MR PRICE: There remain issues for our allies to work out among themselves, to discuss among themselves, and we hope to find a productive way forward that will allow us to continue the progress that we’ve seen in the context, in the bilateral context between Japan and the ROK in recent months, and that will allow us to build on the progress that we’ve seen in the trilateral context between Japan, the ROK and the United States over the course of the past two years.
QUESTION: Ned, to what extent the U.S. is concerned about the escalation of tension between Israelis and Palestinians, and between the Israelis themselves?
MR PRICE: So Michel, we have been – we have expressed a tremendous amount of concern in recent days. As you know, we have seen far too much violence, far too much bloodshed. We have roundly condemned and rejected the terrorist attacks that Israel has suffered in recent days. Of course, on Monday we noted the death of a dual U.S.-Israeli citizen who was killed outside Jericho in the latest terrorist attack that we forcefully condemn. In recent days we’ve also seen violence from settlers in the West Bank, violence that has resulted in the loss of life, the destruction of property, and only exacerbated the tensions that we’ve spoken to a great deal in recent days.
All of this comes in the context of the agreement between the parties that was reached in Aqaba, Jordan over the weekend. That is an agreement that is an – important in and of itself in that the parties sat down together, Israelis and Palestinians together with their American, Egyptian, and Jordanian counterparts, to devise a way forward. But again, what is most important is implementation of what resulted from Aqaba, to see to it that the parties themselves actually fulfill the commitments they have made to one another, the commitments that they made in that broader context.
We’re continuing to watch that very closely. We’re continuing to urge the parties to take steps that concretely result in de-escalation, that serve to ease the tensions that have only escalated in some ways in recent days. It’s important that the parties take these steps; only the parties themselves are the ones who can embark on these steps.
QUESTION: Meanwhile, Israeli finance minister called the Israeli Government to wipe out Huwara village, the Palestinian village. Do you have any comment on that?
MR PRICE: I want to be very clear about this. These comments were irresponsible. They were repugnant; they were disgusting. And just as we condemn Palestinian incitement to violence, we condemn these provocative remarks that also amount to incitement to violence. We call on Prime Minister Netanyahu and other senior Israeli officials to publicly and clearly reject and disavow these comments. We condemn, as we have consistently, terrorism and extremism in all of its forms. And we continue to urge that there be equal measures of accountability for extremist actions regardless of the background of the perpetrators or the victims.
We’ve already noted our concern, as I did just a moment ago, about the widescale, indiscriminate violence by settlers against Palestinian civilians in this very town, in Huwara, that led to the death of one Palestinian man, more than 300 residents injured, four seriously, and the torching of an estimated – of numerous Palestinian homes and cars.
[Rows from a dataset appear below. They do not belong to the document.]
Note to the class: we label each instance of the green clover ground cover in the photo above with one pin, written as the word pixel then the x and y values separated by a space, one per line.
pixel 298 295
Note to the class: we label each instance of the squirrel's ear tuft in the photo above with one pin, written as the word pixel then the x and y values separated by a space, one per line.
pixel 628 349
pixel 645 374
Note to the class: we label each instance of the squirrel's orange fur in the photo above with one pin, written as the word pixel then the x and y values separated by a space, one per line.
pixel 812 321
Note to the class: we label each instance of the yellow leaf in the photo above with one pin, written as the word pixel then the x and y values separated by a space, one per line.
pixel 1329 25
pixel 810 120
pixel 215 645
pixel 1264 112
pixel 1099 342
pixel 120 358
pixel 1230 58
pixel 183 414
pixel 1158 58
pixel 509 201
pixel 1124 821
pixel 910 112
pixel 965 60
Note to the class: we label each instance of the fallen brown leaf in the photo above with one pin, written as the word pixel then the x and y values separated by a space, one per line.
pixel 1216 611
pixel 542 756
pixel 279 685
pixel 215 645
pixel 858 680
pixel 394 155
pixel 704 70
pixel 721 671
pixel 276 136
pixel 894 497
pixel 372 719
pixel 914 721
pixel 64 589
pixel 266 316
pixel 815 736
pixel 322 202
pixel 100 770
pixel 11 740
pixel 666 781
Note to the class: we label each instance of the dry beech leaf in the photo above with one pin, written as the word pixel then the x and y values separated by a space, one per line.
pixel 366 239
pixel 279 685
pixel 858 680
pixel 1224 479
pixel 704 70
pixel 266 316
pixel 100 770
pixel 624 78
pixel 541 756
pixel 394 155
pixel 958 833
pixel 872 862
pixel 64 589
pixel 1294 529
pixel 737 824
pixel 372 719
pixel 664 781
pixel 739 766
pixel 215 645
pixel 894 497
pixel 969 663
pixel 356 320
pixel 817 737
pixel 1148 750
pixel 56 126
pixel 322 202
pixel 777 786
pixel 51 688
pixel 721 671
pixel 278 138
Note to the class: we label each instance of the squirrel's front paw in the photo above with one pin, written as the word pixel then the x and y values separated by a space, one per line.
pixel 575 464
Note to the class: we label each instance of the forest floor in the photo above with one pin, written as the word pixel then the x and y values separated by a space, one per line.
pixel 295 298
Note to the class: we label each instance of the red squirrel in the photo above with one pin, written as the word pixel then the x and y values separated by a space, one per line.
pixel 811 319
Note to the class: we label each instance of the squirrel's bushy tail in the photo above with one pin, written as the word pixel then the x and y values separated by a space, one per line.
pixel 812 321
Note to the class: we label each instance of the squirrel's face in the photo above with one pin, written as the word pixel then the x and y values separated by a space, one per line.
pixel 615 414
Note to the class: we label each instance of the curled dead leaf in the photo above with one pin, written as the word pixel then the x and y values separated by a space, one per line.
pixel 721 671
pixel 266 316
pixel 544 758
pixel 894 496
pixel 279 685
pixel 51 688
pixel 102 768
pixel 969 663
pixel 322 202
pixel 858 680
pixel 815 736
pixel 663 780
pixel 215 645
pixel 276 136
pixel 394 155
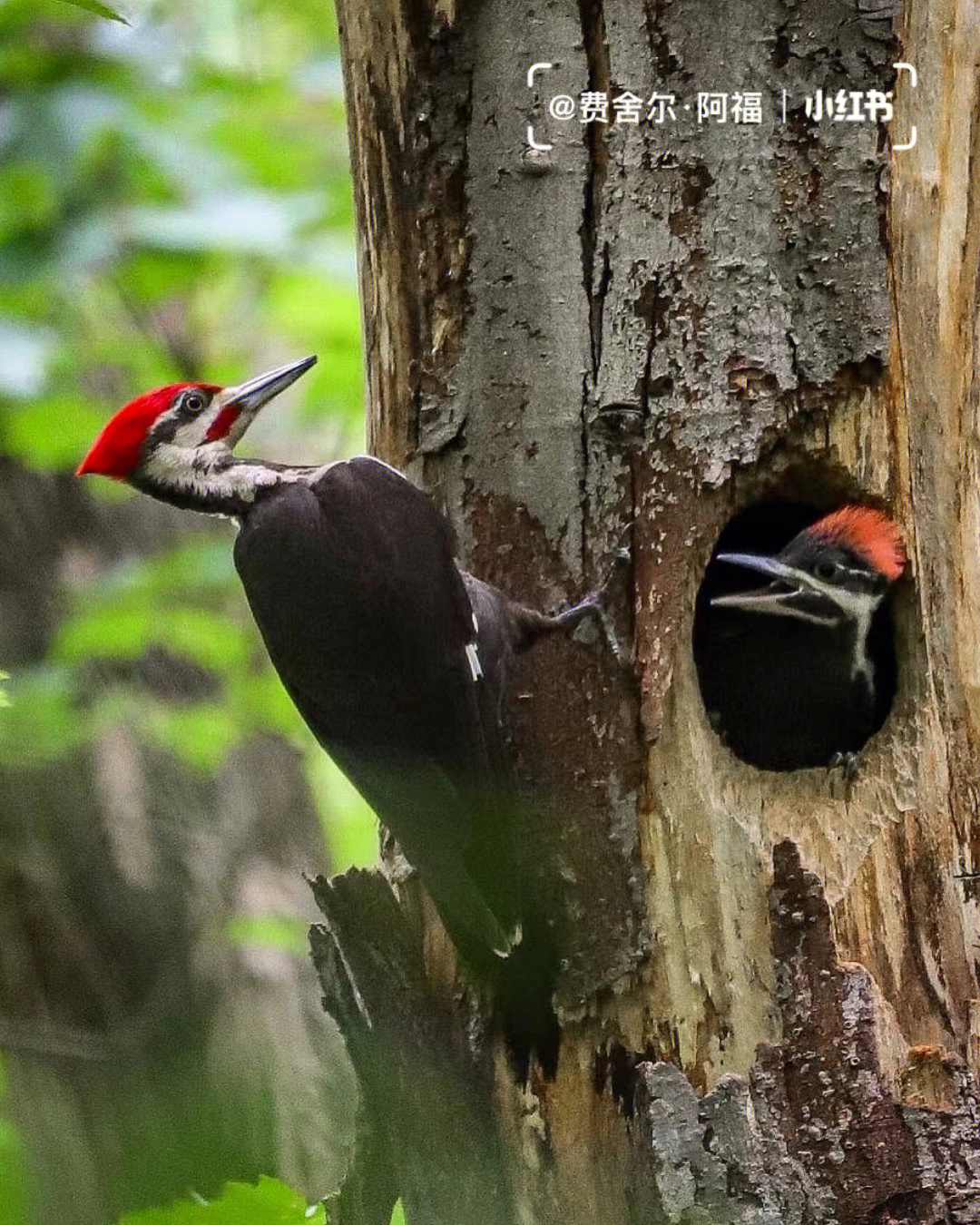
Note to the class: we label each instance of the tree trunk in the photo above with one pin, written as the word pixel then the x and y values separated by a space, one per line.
pixel 769 993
It is imperative, in some ways now more than ever, that Israelis and Palestinians work together, again, to de-escalate these tensions and to restore the calm that both Israelis and Palestinians deserve.
QUESTION: I have two more on Israel. Two Israeli officials are coming next week to Washington to meet White House officials and Secretary Blinken to discuss Iran. Can you confirm that? And do you have anything new to say regarding the U.S. strategy towards Iran?
MR PRICE: So I don’t have any meetings to confirm or to preview at this time, but I suspect we’ll have more to say in the coming days. When it comes to Iran, Michel, our position on this has been clear. It’s been consistent. President Biden has a solemn, steadfast commitment to the fact that Iran will never acquire a nuclear weapon. We will never allow that to happen. We continue to believe that the way to address this challenge in a way that is durable, in a way that is permanent, is through diplomacy. We want to see a durable, lasting resolution to the challenge posed by Iran’s nuclear program. We continue to believe that diplomacy is the most effective way to achieve that, but every time we’ve been asked, we have been very clear that we will, through all means necessary, ensure that Iran never acquires a nuclear weapon.
QUESTION: And there are calls from Congress for the administration to change its policy towards Iran. Are you considering that?
MR PRICE: Our policy towards Iran is that Iran will never acquire a nuclear weapon. It’s as simple as that. We are going to fulfill that solemn commitment in the most effective way that we can. We continue to believe that the most effective way to do that is through diplomacy. Only diplomacy can achieve a durable, permanent solution whereby Iran is never in a position to acquire a nuclear weapon, but we haven’t taken any tools off the table. As we’ve said consistently, we are going to pursue this in the most effective way that we can.
QUESTION: Ned, follow-up on Iran, thanks.
MR PRICE: Yeah, go ahead.
QUESTION: IAEA’s report has been distributed among the members and some parts have been leaked – doesn’t look good for Iran. Is the U.S. thinking about censuring Iran at the board of governors?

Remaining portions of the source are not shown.